I had two thoughts today about contexts where attention data could be useful--one serious, the other fanciful.
My wife is a reference librarian and legal research instructor at a law school. Her students and faculty members are constantly devouring huge amounts of legal reference and research materials. Much of this information is unavailable online (or at the very least extremely difficult to access)--but it's all highly organized, with extensive cataloging metadata. What if the students and faculty could capture and share the attention data that's being generated by their research activities? Everything from Lexis search results to checkout histories of old scholarly texts could be compiled to generate a legal research profile for everyone, which could then be cross-referenced to help people focus in on the resources that are likely to be interesting and useful to them.
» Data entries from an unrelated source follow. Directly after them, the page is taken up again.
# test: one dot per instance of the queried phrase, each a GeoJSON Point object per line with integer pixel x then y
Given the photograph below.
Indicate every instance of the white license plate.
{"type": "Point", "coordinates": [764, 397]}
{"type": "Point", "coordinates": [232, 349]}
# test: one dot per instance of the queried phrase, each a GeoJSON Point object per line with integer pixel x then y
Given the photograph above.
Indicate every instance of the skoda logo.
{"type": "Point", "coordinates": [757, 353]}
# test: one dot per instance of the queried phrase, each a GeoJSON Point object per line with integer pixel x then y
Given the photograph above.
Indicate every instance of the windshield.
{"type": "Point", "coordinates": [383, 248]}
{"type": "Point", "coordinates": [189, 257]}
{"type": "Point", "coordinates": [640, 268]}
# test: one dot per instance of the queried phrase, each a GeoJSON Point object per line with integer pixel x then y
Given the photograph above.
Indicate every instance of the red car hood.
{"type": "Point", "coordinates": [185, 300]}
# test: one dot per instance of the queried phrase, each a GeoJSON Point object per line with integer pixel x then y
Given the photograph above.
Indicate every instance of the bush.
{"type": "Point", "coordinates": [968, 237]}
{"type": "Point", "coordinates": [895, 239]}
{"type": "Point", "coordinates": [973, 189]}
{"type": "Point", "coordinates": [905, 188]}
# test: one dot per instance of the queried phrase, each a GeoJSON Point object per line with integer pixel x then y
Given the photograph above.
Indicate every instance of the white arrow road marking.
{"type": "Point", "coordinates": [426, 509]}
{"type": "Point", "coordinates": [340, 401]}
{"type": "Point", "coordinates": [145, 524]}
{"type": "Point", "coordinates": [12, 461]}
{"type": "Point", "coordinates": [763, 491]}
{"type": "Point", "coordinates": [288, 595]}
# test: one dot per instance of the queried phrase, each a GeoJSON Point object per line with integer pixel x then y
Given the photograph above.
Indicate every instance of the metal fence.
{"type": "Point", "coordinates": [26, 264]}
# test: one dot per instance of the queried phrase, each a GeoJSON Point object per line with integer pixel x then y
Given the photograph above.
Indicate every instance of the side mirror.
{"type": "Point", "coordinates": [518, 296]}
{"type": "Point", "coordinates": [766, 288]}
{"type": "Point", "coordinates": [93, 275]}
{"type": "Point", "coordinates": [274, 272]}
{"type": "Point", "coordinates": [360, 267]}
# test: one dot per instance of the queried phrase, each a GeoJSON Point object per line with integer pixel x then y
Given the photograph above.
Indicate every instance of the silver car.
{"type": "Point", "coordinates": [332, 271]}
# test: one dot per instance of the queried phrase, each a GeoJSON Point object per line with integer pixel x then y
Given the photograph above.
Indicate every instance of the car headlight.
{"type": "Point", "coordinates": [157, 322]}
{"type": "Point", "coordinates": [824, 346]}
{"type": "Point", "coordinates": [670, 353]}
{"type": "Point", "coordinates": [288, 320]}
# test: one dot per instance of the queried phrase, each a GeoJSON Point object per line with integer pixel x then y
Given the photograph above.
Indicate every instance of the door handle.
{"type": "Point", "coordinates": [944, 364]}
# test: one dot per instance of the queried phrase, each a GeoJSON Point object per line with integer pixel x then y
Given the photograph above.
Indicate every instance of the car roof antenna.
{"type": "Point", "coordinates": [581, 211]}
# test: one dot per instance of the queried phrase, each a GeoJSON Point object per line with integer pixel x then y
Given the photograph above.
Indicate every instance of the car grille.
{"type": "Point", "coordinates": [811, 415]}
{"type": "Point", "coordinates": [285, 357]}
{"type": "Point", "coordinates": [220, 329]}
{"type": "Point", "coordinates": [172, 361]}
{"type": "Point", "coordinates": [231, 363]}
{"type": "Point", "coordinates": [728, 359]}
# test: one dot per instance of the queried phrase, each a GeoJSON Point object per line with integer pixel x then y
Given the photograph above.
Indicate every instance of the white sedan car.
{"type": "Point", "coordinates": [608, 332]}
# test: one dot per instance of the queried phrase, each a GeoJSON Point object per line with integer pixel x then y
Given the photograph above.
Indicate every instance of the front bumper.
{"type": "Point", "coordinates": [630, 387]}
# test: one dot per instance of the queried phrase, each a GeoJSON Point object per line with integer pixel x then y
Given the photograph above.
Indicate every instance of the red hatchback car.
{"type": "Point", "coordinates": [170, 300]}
It would be an incredible timesaver.
I've also been thinking about a comment Paul Montgomery left on a post by Michael Arrington at TechCrunch:
...[M]any people like having different personae, and don’t want to be defined as one single entity. The persona they project to a single parent support group will be different to the persona they project at a computer games forum, and different again to the one they present at a P2P porn-sharing message board. If ATX can accomodate different personae for a single person, that might help drag more people in.
This leapt to mind during today's Web 2.0 session on gaming. One of the panelists predicted that the future of role-playing virtual environment games lay in allowing gamers in for free, but conducting actual micro-transactions with their avatars. Well, a gamer's avatar is just another persona, and it's going to be generating all sorts of attention data--where it goes, what it consumes, what other avatars it meets. Why not capture your avatar's attention data in order to share it with other gamers, or with other games? Just a thought.